Старик смотрел на фотографию пуделя. Разворачиваясь, чтобы уйти, Куойл заметил, что его взгляд блеснул безумием. Он вспомнил отвратительный рассказ Билли о Нолане и его мертвой жене. Той самой старухе. О том, что он делал с трупом. Эти Куойлы…
***
В ресторане гостиницы Куойл заказал вина. Скромное бордо, кислое, с запахом пробки. Уэйви грациозно приподняла свой бокал. Вино сразу ударило в голову, и они заговорили без остановки. Ни о чем. Он слышал ее глубокий голос, даже когда она молчала. Куойл забыл о старике и о том, что тот рассказал. Он чувствовал себя прекрасно. Прекрасно. Уэйви описывала то, что видела в магазинах и что новый темно-синий свитер Саншайн подчеркнет ее ярко-рыжие кудри. Она чувствовала, что на ней надет новый бюстгальтер. Она набрала тестеров в парфюмерном магазине, и теперь всякий раз, как она поднимала руку, от нее исходили волны изысканного аромата. Они смотрели друг на друга. Сначала это были короткие взгляды, потом они превратились в пронзительные длительные предвестники близости. Звенели бокалы. Масло таяло на их ножах. Куойл уронил креветку, Уэйви засмеялась. Он сказал, что все время роняет креветки. Они оба заказали эскалоп из телятины. Еще одна бутылка вина.
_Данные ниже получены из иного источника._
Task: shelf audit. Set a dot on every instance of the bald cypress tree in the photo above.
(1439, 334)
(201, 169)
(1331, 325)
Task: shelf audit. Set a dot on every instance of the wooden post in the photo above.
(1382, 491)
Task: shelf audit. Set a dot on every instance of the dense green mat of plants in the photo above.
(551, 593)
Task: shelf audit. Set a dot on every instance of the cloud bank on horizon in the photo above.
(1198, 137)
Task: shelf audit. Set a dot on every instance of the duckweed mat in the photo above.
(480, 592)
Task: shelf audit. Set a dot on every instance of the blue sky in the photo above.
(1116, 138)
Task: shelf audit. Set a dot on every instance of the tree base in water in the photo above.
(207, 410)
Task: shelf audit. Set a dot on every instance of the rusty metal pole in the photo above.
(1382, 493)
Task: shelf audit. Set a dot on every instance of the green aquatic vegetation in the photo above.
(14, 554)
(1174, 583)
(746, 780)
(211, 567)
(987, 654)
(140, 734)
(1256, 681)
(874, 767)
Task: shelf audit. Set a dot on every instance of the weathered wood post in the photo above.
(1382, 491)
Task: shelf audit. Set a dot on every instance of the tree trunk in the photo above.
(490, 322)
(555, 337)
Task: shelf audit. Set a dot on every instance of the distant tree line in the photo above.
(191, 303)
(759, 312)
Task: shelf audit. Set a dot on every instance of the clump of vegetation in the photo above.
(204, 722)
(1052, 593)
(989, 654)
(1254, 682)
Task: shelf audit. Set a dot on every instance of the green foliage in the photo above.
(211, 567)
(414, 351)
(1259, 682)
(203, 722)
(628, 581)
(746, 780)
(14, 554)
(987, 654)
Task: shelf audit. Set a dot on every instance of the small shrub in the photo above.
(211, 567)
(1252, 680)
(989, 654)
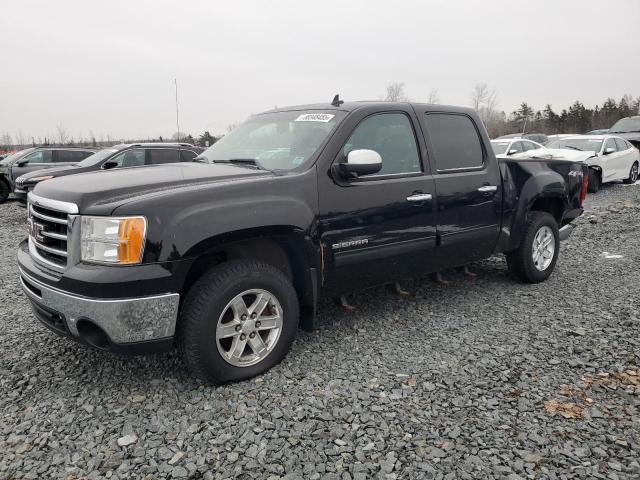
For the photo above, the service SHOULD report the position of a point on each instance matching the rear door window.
(70, 156)
(455, 142)
(621, 144)
(129, 158)
(164, 155)
(611, 143)
(517, 146)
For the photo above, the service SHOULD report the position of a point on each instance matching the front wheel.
(633, 174)
(594, 181)
(535, 259)
(238, 320)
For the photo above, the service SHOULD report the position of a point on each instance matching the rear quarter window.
(454, 141)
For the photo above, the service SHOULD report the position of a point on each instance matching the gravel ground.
(485, 378)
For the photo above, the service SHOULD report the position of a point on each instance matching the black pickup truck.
(227, 256)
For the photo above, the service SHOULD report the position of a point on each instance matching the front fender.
(198, 229)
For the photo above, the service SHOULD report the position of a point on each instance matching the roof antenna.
(336, 101)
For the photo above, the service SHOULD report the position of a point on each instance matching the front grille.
(48, 230)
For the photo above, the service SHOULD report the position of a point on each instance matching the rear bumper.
(132, 325)
(566, 231)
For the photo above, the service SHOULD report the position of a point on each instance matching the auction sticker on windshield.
(315, 117)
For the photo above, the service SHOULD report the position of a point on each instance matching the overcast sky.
(108, 67)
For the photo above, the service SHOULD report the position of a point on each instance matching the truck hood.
(120, 185)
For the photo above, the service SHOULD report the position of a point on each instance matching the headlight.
(39, 179)
(116, 240)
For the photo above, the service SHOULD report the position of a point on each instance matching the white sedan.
(504, 147)
(609, 157)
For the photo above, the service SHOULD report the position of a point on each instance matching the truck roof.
(351, 106)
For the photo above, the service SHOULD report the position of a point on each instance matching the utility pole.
(175, 81)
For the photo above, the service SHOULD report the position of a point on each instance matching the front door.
(380, 227)
(468, 187)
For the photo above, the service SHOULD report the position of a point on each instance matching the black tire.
(5, 190)
(594, 181)
(633, 174)
(206, 301)
(520, 261)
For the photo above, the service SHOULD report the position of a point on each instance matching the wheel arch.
(284, 247)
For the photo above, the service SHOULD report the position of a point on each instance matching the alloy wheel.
(544, 246)
(249, 327)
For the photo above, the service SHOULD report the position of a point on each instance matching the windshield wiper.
(252, 162)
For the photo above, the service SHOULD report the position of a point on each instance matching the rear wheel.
(4, 191)
(633, 174)
(237, 321)
(536, 257)
(594, 181)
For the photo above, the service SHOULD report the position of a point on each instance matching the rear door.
(468, 186)
(379, 227)
(627, 158)
(612, 161)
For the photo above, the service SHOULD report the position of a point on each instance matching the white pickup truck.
(608, 157)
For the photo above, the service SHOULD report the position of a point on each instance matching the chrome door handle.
(419, 197)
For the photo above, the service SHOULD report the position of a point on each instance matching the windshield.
(582, 144)
(626, 125)
(499, 147)
(278, 140)
(9, 159)
(97, 157)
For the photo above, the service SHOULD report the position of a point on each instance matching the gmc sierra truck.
(227, 256)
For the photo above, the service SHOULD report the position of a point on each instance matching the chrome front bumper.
(127, 320)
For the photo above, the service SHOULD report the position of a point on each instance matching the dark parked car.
(123, 155)
(536, 137)
(227, 259)
(37, 158)
(629, 129)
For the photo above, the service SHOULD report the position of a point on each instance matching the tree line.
(577, 118)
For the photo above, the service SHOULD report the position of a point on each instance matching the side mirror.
(361, 162)
(109, 165)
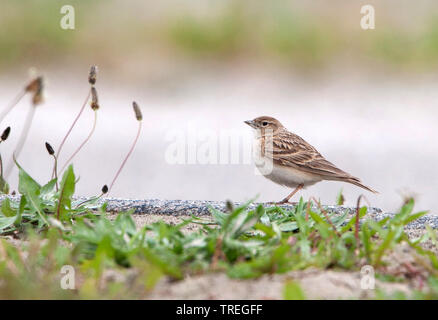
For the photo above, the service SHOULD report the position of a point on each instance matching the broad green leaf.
(66, 191)
(6, 208)
(29, 188)
(6, 222)
(293, 291)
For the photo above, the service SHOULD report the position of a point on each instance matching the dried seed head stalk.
(139, 117)
(52, 153)
(50, 149)
(92, 80)
(5, 134)
(137, 111)
(94, 99)
(36, 87)
(92, 76)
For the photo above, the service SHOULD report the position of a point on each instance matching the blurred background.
(366, 99)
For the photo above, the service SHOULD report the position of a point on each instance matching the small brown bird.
(289, 160)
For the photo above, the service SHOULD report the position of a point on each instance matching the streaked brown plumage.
(296, 163)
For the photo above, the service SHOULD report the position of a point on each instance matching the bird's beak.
(250, 123)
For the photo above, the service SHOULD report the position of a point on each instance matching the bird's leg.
(286, 200)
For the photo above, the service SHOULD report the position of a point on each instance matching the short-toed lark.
(288, 160)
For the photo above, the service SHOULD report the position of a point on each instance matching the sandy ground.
(373, 127)
(316, 284)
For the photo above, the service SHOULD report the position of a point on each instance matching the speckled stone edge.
(202, 207)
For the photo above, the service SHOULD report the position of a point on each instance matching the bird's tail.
(357, 182)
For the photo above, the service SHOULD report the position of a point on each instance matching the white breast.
(286, 176)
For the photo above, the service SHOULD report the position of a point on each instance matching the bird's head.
(264, 123)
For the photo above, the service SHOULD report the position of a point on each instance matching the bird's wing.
(289, 149)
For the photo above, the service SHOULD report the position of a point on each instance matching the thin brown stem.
(12, 104)
(22, 139)
(83, 143)
(56, 171)
(127, 156)
(71, 127)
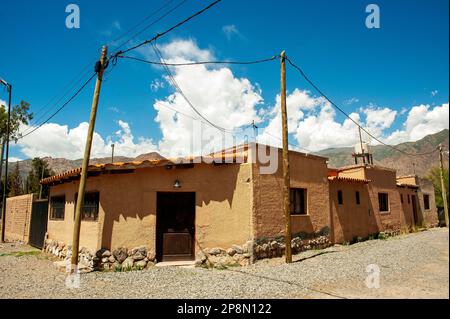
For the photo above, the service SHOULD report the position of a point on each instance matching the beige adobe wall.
(430, 216)
(383, 180)
(407, 217)
(127, 216)
(18, 218)
(62, 230)
(308, 172)
(410, 180)
(357, 172)
(350, 220)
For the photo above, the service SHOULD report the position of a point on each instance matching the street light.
(9, 89)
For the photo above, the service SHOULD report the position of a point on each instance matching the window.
(57, 207)
(298, 201)
(340, 198)
(89, 209)
(383, 202)
(426, 201)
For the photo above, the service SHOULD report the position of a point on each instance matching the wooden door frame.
(159, 232)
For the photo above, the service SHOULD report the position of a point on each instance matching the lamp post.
(9, 89)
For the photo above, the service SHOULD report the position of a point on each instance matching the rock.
(151, 256)
(138, 256)
(140, 264)
(238, 249)
(216, 251)
(231, 251)
(120, 254)
(128, 263)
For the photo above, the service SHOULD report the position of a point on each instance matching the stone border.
(120, 259)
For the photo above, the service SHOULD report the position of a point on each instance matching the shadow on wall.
(134, 196)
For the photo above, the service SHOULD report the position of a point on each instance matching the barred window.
(90, 207)
(57, 207)
(298, 201)
(383, 202)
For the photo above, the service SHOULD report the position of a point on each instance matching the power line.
(348, 116)
(180, 91)
(199, 62)
(63, 106)
(151, 24)
(156, 37)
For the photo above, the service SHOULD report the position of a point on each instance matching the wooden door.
(175, 226)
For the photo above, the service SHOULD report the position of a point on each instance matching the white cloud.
(379, 119)
(422, 120)
(61, 141)
(230, 31)
(351, 101)
(156, 85)
(217, 94)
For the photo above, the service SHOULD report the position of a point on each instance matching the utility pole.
(362, 148)
(5, 186)
(99, 68)
(443, 188)
(286, 174)
(112, 153)
(40, 185)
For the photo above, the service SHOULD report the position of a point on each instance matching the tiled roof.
(213, 158)
(347, 179)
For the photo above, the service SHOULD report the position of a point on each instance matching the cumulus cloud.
(57, 141)
(230, 31)
(216, 93)
(422, 120)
После такого ужина кино было почти лишним, но они все равно пошли туда. Что-то о французском затворнике, который подсматривал за людьми сквозь жалюзи и играл с хлебным ножом.
Наконец они пошли в кровать.
Уйэви, оцепеневшая и какая-то поникшая, лежала в больших руках Куойла.
— Знаешь, именно в этом отеле мы с Герольдом провели свой медовый месяц.
***
Утром администратор клиники сказал, что сегодня старика навещать нельзя. Он выломал стекло из портрета пуделя и бил им всех, кто к нему подходил. Ему вкололи транквилизаторы. Вопрос о «Золотом Веке» отпал сам собой.